In my recent conversations with banks, a question that has arisen consistently is how security and innovation can go hand-in-hand. With PSD2, the number of third-party payments providers (TPPs) connecting to banks’ systems will increase, boosting the risks
of unauthorized access to customer data or even fraudulent initiation of payments.
So banks need to increase security, but at the same time grant access to all registered TPP – while also striking a balance between strong customer authentication and a frictionless user experience. What’s more, both fraud prevention and innovative authentication
– if done well – can be market differentiators.
Higher security standards become more vital…
Against this background, banks need to revisit several aspects of their security. Likely steps include moving to a more standardized security architecture, establishing a security gateway for pre-validation of API calls, and taking the European General Data
Protection Regulation (GDPR) into account when implementing APIs.
However, one of the most important measures is adjusting the fraud detection systems – by implementing advanced payments analytics for real-time fraud prevention for online payments initiated via PSD2 APIs. Let me explain why.
The European standards organization ETSI – with the support of Open Banking Europe PRETA (OBE) – is currently defining the standards for an eIDAS-based certificate approach for QTSPs, reflecting the PSD2 and RTS on SCA security requirements.
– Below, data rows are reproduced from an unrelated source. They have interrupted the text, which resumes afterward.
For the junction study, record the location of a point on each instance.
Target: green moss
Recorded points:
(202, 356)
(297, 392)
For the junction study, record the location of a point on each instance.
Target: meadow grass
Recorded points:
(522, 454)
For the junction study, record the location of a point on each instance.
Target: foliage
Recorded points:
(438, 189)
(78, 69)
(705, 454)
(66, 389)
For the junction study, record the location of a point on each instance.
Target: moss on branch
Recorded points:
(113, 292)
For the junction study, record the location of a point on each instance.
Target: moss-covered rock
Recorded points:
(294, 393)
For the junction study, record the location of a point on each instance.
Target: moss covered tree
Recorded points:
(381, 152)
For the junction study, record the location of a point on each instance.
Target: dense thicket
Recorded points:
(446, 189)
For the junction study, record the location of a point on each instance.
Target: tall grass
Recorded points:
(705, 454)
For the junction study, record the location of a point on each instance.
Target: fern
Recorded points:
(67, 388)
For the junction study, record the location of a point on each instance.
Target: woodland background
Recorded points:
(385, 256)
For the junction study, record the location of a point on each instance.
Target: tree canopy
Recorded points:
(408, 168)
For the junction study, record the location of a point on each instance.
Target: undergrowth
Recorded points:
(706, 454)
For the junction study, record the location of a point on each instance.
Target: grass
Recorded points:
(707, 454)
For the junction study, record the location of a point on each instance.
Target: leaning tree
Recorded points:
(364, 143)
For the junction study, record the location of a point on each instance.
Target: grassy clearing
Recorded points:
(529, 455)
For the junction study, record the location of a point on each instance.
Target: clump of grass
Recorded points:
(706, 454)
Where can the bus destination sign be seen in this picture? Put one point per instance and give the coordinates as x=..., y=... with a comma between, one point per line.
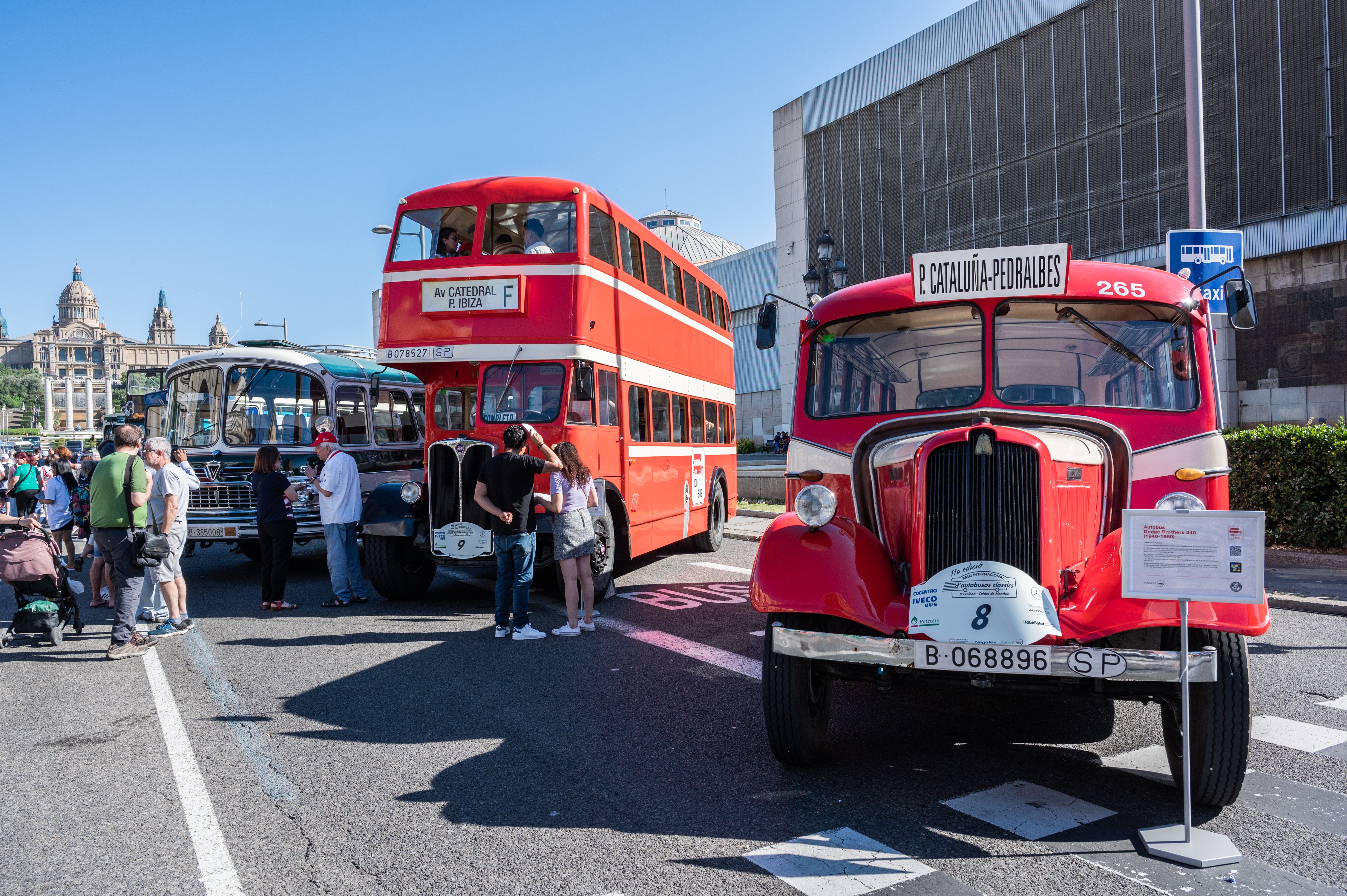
x=499, y=294
x=991, y=273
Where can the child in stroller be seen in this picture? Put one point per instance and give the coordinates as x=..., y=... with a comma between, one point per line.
x=30, y=561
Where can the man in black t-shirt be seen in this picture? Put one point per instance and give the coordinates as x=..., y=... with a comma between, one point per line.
x=506, y=491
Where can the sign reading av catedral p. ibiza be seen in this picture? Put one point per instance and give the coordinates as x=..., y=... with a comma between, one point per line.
x=989, y=274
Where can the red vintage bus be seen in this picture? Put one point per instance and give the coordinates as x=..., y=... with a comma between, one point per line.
x=539, y=301
x=984, y=424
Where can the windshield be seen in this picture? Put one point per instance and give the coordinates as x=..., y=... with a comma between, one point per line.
x=271, y=406
x=528, y=393
x=530, y=228
x=898, y=362
x=1096, y=354
x=436, y=234
x=194, y=407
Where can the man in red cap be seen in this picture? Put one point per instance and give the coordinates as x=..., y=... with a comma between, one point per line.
x=340, y=507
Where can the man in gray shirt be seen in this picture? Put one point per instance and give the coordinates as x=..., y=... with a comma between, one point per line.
x=169, y=515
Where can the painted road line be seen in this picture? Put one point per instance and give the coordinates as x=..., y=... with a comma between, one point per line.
x=217, y=868
x=837, y=863
x=1028, y=810
x=1303, y=736
x=721, y=566
x=695, y=650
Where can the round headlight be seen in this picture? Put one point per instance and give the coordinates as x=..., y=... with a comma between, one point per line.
x=816, y=506
x=1181, y=502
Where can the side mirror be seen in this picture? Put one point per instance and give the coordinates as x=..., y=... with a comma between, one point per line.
x=767, y=326
x=1240, y=305
x=584, y=390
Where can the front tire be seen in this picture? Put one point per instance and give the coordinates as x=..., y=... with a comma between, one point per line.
x=1221, y=716
x=797, y=701
x=398, y=569
x=712, y=539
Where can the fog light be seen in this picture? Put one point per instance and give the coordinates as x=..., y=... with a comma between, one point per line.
x=1181, y=502
x=816, y=506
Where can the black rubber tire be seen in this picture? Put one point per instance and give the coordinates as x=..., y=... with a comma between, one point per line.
x=797, y=701
x=712, y=539
x=398, y=569
x=1221, y=717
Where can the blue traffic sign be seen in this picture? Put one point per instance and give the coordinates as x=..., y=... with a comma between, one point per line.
x=1198, y=255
Banks will need
to be able to manage TPP certificates, and use them to identify the PSD2 TPP role (AISP, PISP, CBPSP) as part of overall fraud detection.
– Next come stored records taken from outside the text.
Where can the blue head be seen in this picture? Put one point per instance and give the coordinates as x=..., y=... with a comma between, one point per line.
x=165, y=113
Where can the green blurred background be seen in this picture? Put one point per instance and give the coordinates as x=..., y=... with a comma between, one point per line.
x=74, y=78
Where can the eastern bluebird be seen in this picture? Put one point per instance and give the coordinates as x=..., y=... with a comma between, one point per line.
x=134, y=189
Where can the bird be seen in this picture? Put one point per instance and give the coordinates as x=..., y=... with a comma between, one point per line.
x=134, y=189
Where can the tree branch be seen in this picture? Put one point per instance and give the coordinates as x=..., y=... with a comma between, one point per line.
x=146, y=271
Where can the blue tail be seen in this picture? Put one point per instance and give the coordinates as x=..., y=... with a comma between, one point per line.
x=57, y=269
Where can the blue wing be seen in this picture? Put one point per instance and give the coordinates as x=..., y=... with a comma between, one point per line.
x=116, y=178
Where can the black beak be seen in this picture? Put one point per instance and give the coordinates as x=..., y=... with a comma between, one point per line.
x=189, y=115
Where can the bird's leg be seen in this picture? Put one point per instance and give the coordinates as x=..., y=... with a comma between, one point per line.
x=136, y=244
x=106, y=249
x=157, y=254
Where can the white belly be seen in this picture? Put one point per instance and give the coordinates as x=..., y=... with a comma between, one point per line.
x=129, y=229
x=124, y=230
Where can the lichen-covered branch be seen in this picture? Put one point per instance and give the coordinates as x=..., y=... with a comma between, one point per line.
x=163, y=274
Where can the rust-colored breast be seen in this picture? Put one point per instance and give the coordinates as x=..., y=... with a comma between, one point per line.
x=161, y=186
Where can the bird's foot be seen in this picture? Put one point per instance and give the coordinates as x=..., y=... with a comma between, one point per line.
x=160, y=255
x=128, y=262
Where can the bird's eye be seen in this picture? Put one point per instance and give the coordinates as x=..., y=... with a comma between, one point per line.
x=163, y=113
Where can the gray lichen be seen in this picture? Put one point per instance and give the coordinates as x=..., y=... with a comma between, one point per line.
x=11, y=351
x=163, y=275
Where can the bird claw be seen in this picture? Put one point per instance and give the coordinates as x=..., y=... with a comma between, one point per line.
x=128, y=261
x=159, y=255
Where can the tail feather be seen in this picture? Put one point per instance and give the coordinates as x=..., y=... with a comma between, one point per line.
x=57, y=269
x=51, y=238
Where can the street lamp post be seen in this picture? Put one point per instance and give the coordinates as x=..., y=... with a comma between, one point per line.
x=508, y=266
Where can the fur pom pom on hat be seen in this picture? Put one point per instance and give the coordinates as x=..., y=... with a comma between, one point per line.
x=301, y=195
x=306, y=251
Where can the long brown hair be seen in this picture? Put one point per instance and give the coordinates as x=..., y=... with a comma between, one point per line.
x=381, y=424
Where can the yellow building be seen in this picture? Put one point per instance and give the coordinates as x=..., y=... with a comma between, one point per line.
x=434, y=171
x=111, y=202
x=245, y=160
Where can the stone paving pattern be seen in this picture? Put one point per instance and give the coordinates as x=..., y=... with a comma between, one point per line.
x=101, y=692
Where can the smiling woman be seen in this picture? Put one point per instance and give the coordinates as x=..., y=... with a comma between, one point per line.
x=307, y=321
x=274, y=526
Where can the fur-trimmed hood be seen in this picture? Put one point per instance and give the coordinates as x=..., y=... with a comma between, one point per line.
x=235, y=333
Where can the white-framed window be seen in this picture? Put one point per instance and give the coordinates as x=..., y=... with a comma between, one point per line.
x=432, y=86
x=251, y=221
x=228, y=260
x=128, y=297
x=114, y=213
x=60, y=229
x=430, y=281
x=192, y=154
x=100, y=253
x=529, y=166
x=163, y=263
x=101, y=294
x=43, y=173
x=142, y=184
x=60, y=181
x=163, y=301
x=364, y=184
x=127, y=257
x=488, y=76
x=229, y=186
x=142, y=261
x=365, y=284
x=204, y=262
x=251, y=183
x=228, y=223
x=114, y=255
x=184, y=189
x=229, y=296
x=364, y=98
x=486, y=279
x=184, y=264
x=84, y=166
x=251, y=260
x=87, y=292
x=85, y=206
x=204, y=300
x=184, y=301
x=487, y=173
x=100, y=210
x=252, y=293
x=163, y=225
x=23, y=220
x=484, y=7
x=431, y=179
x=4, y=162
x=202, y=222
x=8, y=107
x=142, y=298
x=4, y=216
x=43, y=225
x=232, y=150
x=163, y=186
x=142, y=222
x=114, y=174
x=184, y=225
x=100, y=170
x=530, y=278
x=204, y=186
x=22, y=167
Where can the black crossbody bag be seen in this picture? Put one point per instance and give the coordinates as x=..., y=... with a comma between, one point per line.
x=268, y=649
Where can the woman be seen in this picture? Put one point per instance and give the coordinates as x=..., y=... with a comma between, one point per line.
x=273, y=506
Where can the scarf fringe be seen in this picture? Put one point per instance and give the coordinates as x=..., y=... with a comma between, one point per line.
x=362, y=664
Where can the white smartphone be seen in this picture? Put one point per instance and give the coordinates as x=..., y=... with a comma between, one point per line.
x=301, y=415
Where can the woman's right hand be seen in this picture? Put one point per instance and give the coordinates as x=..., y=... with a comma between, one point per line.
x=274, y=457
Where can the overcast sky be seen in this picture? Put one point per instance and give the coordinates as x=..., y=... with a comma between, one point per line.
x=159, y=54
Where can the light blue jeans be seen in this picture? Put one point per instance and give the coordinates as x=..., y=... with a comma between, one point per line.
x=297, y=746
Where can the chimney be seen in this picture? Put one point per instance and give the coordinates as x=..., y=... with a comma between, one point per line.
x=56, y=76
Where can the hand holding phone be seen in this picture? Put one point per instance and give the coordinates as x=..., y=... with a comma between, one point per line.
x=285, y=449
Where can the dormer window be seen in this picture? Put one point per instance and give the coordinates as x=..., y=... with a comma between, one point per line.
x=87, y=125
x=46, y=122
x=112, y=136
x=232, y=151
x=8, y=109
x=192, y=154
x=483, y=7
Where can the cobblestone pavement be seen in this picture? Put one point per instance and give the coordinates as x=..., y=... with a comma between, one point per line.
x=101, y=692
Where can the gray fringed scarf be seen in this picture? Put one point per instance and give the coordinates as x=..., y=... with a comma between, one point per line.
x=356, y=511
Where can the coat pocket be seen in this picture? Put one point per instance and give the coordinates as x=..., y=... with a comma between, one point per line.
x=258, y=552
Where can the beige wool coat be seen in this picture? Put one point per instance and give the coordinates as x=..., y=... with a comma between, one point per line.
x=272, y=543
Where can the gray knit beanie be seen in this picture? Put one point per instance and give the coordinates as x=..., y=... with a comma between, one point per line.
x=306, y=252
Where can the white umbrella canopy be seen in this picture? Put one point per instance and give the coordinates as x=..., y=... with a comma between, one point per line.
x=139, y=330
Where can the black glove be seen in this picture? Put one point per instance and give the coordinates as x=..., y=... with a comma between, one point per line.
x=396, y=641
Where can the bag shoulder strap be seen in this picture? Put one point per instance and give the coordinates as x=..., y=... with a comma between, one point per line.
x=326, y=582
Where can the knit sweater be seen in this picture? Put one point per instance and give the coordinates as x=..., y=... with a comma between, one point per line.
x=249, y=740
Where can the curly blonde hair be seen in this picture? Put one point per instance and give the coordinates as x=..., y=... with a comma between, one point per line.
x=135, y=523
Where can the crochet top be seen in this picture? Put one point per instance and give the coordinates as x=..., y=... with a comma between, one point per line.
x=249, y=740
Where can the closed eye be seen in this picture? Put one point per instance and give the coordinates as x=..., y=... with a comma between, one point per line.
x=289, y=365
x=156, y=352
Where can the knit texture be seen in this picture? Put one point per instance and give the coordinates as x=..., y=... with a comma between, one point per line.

To keep track of all registered TPPs in the EU in near-real time, banks need to get full transparency of registered and licensed TPPs in the EU Member States – and receive the latest updates on the status. In this context, there are currently two initiatives
that could be leveraged for fraud prevention: the EBA Register, which would be a database containing PISPs and AISPs across the EU, but no banks and not all TPPs; and a central repository for TPPs that the OBE is developing to close the gaps in the EBA Register.
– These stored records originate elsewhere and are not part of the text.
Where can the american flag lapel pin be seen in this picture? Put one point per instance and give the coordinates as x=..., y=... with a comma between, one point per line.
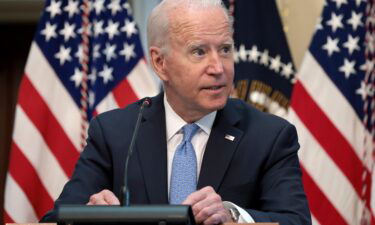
x=229, y=137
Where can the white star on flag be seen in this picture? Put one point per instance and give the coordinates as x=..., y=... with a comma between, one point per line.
x=114, y=6
x=254, y=54
x=49, y=31
x=110, y=51
x=242, y=54
x=112, y=29
x=77, y=77
x=339, y=3
x=127, y=7
x=96, y=53
x=79, y=53
x=63, y=55
x=98, y=28
x=264, y=58
x=129, y=28
x=348, y=68
x=91, y=98
x=331, y=45
x=352, y=44
x=54, y=8
x=72, y=8
x=128, y=51
x=92, y=76
x=106, y=74
x=68, y=31
x=355, y=20
x=275, y=63
x=99, y=6
x=362, y=91
x=335, y=22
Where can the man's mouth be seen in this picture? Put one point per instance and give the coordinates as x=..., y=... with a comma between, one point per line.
x=213, y=88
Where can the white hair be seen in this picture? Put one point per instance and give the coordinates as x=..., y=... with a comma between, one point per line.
x=158, y=21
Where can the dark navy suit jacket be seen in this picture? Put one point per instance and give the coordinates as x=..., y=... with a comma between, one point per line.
x=258, y=170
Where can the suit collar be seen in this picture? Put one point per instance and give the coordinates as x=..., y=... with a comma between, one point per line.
x=221, y=145
x=152, y=151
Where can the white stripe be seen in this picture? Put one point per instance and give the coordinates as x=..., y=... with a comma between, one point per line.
x=314, y=221
x=53, y=92
x=32, y=145
x=108, y=103
x=329, y=178
x=141, y=81
x=334, y=105
x=16, y=204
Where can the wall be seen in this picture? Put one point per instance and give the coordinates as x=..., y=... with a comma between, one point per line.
x=18, y=22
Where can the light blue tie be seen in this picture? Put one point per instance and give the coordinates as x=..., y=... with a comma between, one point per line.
x=184, y=167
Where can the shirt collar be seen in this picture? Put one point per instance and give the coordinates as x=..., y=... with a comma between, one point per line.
x=174, y=122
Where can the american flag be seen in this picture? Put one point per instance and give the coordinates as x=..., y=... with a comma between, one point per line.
x=332, y=107
x=86, y=58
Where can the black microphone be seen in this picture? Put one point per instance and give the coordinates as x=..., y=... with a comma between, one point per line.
x=125, y=189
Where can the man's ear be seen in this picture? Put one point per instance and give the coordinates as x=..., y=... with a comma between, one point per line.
x=158, y=62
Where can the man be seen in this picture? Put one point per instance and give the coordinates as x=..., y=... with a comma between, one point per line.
x=243, y=166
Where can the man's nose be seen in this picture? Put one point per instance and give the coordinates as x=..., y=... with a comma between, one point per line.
x=215, y=64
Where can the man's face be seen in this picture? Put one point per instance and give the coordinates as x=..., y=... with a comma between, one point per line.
x=198, y=66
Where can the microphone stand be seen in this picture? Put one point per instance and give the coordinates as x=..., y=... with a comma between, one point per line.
x=125, y=195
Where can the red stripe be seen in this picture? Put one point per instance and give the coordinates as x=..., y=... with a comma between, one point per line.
x=124, y=94
x=7, y=218
x=329, y=137
x=319, y=204
x=42, y=117
x=27, y=178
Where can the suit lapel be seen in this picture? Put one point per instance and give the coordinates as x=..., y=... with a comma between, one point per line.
x=221, y=145
x=152, y=151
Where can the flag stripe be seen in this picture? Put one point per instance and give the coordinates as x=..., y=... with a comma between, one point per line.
x=108, y=103
x=314, y=221
x=32, y=145
x=124, y=94
x=39, y=113
x=17, y=204
x=325, y=132
x=50, y=88
x=334, y=105
x=30, y=184
x=7, y=217
x=311, y=153
x=319, y=204
x=141, y=82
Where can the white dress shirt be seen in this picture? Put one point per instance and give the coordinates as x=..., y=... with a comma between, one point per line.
x=174, y=124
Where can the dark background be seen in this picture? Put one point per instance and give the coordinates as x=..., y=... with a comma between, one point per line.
x=15, y=40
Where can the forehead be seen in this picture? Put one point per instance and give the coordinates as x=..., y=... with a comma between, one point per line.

One of the challenges is that EBA Register won’t offer APIs or any other machine-readable data. An intelligent combination of EBA Register, PRETA Directory and data from NCAs need to be built to keep track on TPP status.
To ensure their security systems have up-to-date information, banks need to get an overall consolidated overview of TPPs. Also, banks have to grant access to any legally registered TPP unless there is an objective reason to block them – and to detect these
cases they must be able to identify fraud through misused TPPs. This requires vigilant payment analytics systems that can identify fraud in real-time using techniques such as pattern recognition, anomalous payment behavior detection by utilizing additional
risk related data (such as device information, GPS data, merchant information etc.) on top of the risk-based factors specified in Article 2 of the latest RTS (transaction monitoring).
…and a new opportunity for biometrics innovation evolve
A further consideration is that the higher security requirements defined in the PSD2 RTS on SCA could lead to friction in the customer experience of payments. Since PSD2 increases competition in payments, banks could turn innovative security into a market
differentiator. The RTS on SCA allows "inherence" as one of the three elements, paving the way for innovation in biometrics.
A robust biometrics authentication method should combine basic biometrics elements such as fingerprint, face, voice or iris with behavioral biometrics such as key stroke patterns, gyroscope or accelerometer. However, beyond this core requirement, there’s
a lot of misunderstanding about what biometrics should look like in the PSD2 world.
In my view, there are four key principles that banks should apply in building PSD2 RTS-complaint biometric security methods:
- Biometrics should be designed in such a way that the underlying biometric data
can't be replicated and reused.
- Biometrics data validation should be performed at the bank, not on the device.
- The bank should not store the biometrics data at bank side, but have profile models
(trained with deep learning) for "matching" the collected data at the device.
- The method must be usable by TPPs as well via a dedicated bank interface (omni-channel approach).
PSD2 offers great scope for innovation in security. And some of the best opportunities are around biometrics – where banks can choose from many PSD2-compliant methods to help safeguard customer data and funds more effectively against fraud.